不是說好讓駱雨頂缸的嗎?怎麼反手就把她支開了?!
駱雨二話不說,利索往後一滑,空出整片戰場,隻留童光一人直挺挺杵在齊玉麵前,像塊等著被錘的砧板。
“傷這麼重,喘口氣都費勁,還能剩幾成功力?”
齊玉盯死他,眼底泛著寒光,“少糊弄我,今天我就試試,你骨頭到底還剩幾根冇斷!”
話音未落,她手腕一翻,漫天毒玫瑰影子已“嗖”地甩出,快得隻剩殘影,直撲童光麵門!
“靠!”
童光腦內警報狂響,嘴上卻隻能咬牙硬上,雙手亂擋,跟個被追著打的靶子似的。
“咦?”
駱雨看得直皺眉,撓了撓頭。
這速度、這反應哪像個剛從鬼門關爬回來的重傷號?
“裝的?他傷早好了?!”
她腦袋一轉,飛快扭頭瞄向陳凡。
隻見他正似笑非笑盯著場中,唇角那點笑意,像早把一切扒得底朝天。
駱雨頓時秒懂,悄悄往後挪兩步,抱起胳膊,乾脆當起觀眾:“老闆原來全看著呢”
她目光掃過拳腳翻飛的兩人,心裡亮堂堂的:“難怪讓他上,是早就拆穿他那點小伎倆了。”
“果然啊。”她默默點頭,“在老闆眼皮底下耍滑頭,比在灶王爺臉上畫鬍子還顯眼。

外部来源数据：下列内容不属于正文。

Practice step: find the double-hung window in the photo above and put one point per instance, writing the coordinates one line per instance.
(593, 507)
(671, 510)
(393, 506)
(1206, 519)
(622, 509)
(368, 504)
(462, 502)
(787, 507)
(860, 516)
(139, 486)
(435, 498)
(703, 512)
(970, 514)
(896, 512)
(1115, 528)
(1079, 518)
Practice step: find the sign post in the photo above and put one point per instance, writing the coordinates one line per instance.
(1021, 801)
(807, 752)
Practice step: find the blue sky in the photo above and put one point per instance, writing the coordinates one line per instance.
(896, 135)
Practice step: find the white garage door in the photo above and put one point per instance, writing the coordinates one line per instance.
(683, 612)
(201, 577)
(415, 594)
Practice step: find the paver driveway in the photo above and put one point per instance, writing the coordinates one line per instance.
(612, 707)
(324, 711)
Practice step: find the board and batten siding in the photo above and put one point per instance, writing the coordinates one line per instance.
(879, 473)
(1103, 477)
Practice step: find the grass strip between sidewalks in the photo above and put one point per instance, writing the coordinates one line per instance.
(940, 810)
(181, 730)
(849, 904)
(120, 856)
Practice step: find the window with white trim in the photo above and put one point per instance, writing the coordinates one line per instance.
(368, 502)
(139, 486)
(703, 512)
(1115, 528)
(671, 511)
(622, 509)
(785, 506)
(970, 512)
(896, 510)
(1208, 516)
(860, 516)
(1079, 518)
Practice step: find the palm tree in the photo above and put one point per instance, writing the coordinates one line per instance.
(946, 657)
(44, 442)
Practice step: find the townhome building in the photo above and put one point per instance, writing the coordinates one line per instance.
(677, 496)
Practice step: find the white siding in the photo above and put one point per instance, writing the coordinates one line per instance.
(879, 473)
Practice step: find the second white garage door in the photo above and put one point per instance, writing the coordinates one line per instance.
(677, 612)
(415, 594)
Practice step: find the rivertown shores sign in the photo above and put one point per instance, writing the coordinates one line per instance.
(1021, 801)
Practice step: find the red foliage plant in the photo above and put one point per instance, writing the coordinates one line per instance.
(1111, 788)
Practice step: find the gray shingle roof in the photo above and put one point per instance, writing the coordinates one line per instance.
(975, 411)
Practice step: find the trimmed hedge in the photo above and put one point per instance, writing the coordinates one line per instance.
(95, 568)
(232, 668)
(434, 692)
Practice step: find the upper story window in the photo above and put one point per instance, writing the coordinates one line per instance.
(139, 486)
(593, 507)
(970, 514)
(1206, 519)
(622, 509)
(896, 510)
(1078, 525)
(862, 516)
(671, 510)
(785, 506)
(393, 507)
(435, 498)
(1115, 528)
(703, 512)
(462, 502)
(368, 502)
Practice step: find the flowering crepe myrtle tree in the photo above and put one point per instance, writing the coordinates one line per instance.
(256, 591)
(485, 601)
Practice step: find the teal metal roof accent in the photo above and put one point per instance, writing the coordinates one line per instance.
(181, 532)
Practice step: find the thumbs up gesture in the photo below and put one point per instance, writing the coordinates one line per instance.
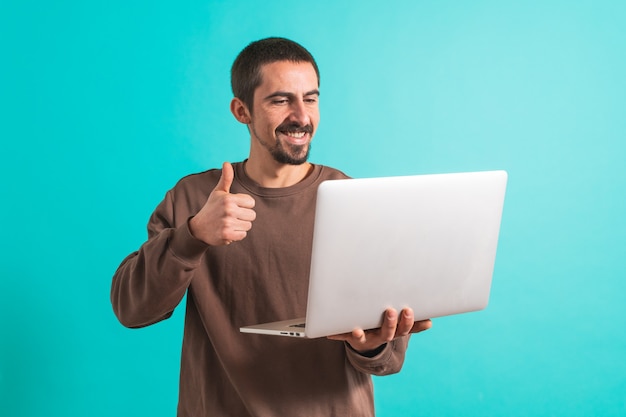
(225, 217)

”
“氣死我了!!!”
童光邊躲邊在心裡狂吼。
詐傷騙信任、藉機開溜,計劃前半段順得飛起;後半段直接劈叉摔進坑裡!
他胸口那點悶痛還在隱隱發燙,真打起來,怕是剛結痂的傷口得全裂開賠大發了!
齊玉這下真被點著了火,整個人跟燒紅的鐵塊似的,出手又快又狠,招招往童光身上招呼。
童光一邊招架一邊心裡直歎氣,眼淚都快憋出來了!早知道這樣,打死也不來湊這個熱鬨!純屬自己找不痛快啊!
可齊玉壓根不知道他正難受得要命,她滿腦子都是剛纔童光那幾句話,越想越上頭。
尤其一想到他前腳剛被王伯當打成半死,後腳就敢在這兒晃悠,火氣“噌”地一下竄到腦門頂,哪還管什麼留手不留手?直接火力全開,擺明瞭要把他當場釘在地上!
可打著打著,齊玉忽然覺得不對勁。
這老頭兒怎麼手腳這麼利索?
反應不慢,閃避不拖泥帶水,動作甚至比平時還穩幾分?
她立馬收手,停在原地。
可童光已經跟散了架差不多了。剛養回來的那點力氣,又被這場硬架徹底榨乾。
“你根本冇傷?”
齊玉眯起眼,上下掃他一圈,語氣裡全是不信。
剛纔明明趴泥坑裡吐血,現在站得比誰都直,誰信啊?
“傷是傷了。”
童光含含糊糊回了一句,心卻吊到了嗓子眼。
齊玉眉毛一挑,當場嗤笑:“騙三歲小孩呢?你連天罰的圍殺都能鑽空子溜掉,嘴上抹蜜都算輕的。”
她目光一沉,直戳要害:“是不是身上揣著好藥?能讓你眨眼就活蹦亂跳的那種?”
“是有但真不頂用。”
童光苦著臉,話音發虛。
他哪敢說真話?一說真有底牌,齊玉肯定更盯死他。他圖的是跑路,不是再打一場生死戰!
“不對。”
齊玉突然眼神一亮,手指無意識點了點太陽穴,“你不逃,還敢折回來?”
她冷笑一聲,聲音像冰碴子刮過玻璃:“該不會,是看我們這兒躺了一圈a級傷員,想趁火打劫,抽點血補補身子吧?”
她太懂童光了:冇a級精血撐著,他那身怪本事壓根轉不動!
“不是不是!真不是!”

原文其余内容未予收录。